A flavorful one-pan meal featuring tender chicken thighs cooked with aromatic yellow rice, vegetables, and spices for a quick and satisfying dinner.
1 tablespoon olive oil
4 bone-in, skin-on chicken thighs
1 teaspoon salt
1/2 teaspoon black pepper
1 medium yellow onion, diced
3 cloves garlic, minced
1 cup long-grain white rice
1 1/2 cups chicken broth
1 teaspoon ground turmeric
1/2 teaspoon ground cumin
1/2 teaspoon smoked paprika
1 cup frozen peas
1 medium red bell pepper, diced
1/4 cup chopped fresh cilantro
Heat olive oil in a large skillet over medium-high heat.
Season chicken thighs with salt and black pepper on both sides.
Place chicken thighs skin-side down in the skillet and cook for 5-7 minutes until the skin is golden brown and crispy. Flip and cook for an additional 3 minutes. Remove chicken from skillet and set aside.
Reduce heat to medium.
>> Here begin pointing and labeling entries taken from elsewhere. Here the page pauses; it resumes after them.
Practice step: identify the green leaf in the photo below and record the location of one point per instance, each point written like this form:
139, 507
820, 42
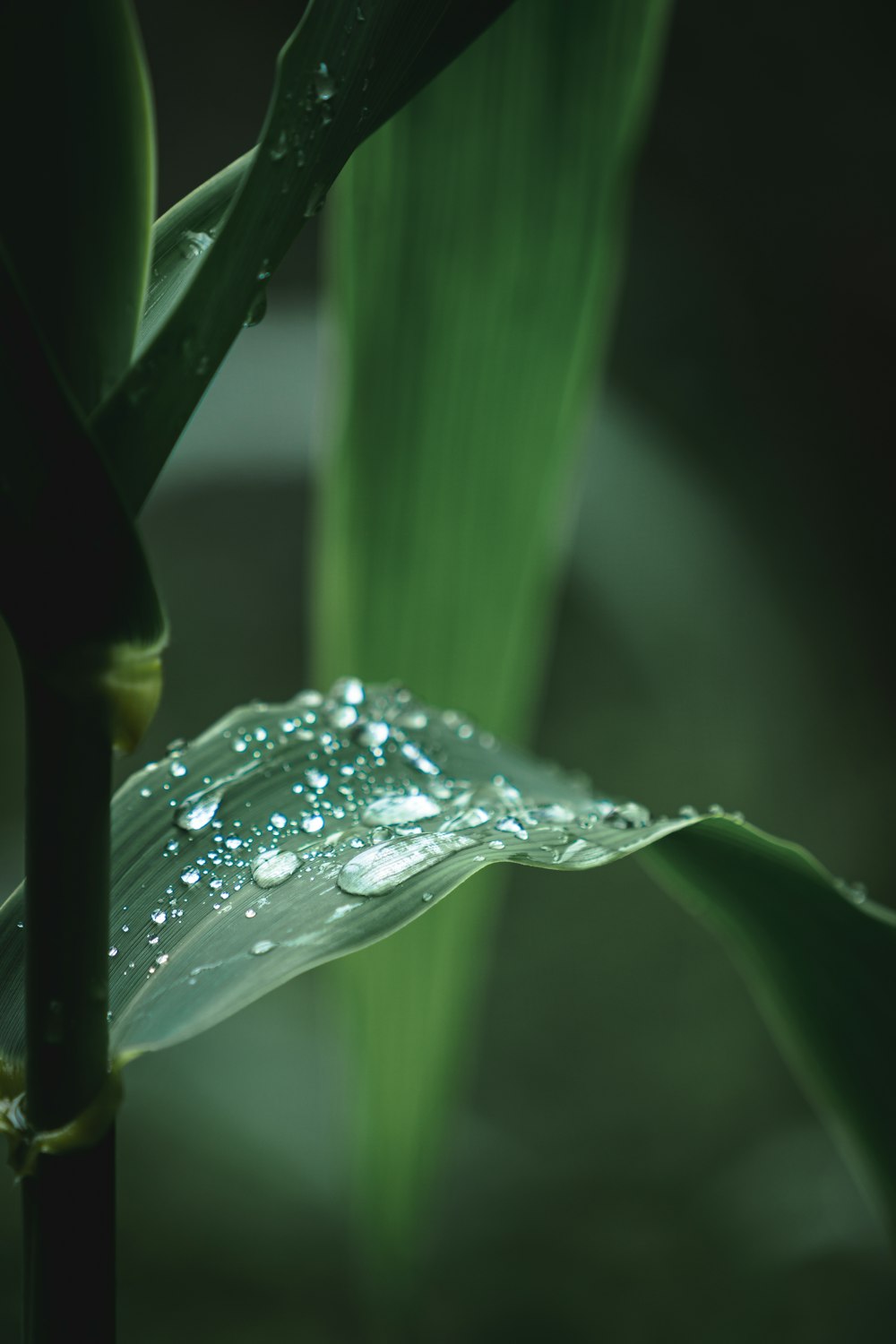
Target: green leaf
344, 70
80, 166
477, 245
289, 835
Add diced onion and cook for 3-4 minutes until softened.
Add minced garlic and cook for 30 seconds until fragrant.
Stir in the rice, turmeric, cumin, and smoked paprika, coating the rice evenly with the spices.
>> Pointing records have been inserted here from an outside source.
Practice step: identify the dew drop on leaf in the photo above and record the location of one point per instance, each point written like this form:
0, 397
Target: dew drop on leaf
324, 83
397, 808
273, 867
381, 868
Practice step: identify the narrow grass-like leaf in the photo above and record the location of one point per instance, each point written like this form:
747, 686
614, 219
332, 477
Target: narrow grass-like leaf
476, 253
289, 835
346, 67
Pour in the chicken broth and bring to a simmer.
Return the chicken thighs to the skillet, placing them on top of the rice mixture.
Cover the skillet with a lid, reduce heat to low, and cook for 20 minutes.
After 20 minutes, remove the lid and add the frozen peas and diced red bell pepper. Stir gently around the chicken without disturbing it.
Cover and cook for an additional 5-7 minutes until the rice is tender, the peas and bell pepper are heated through, and the chicken is cooked to an internal temperature of 165°F (74°C).
Remove from heat and sprinkle chopped fresh cilantro over the skillet.
Let the dish rest for 5 minutes before serving.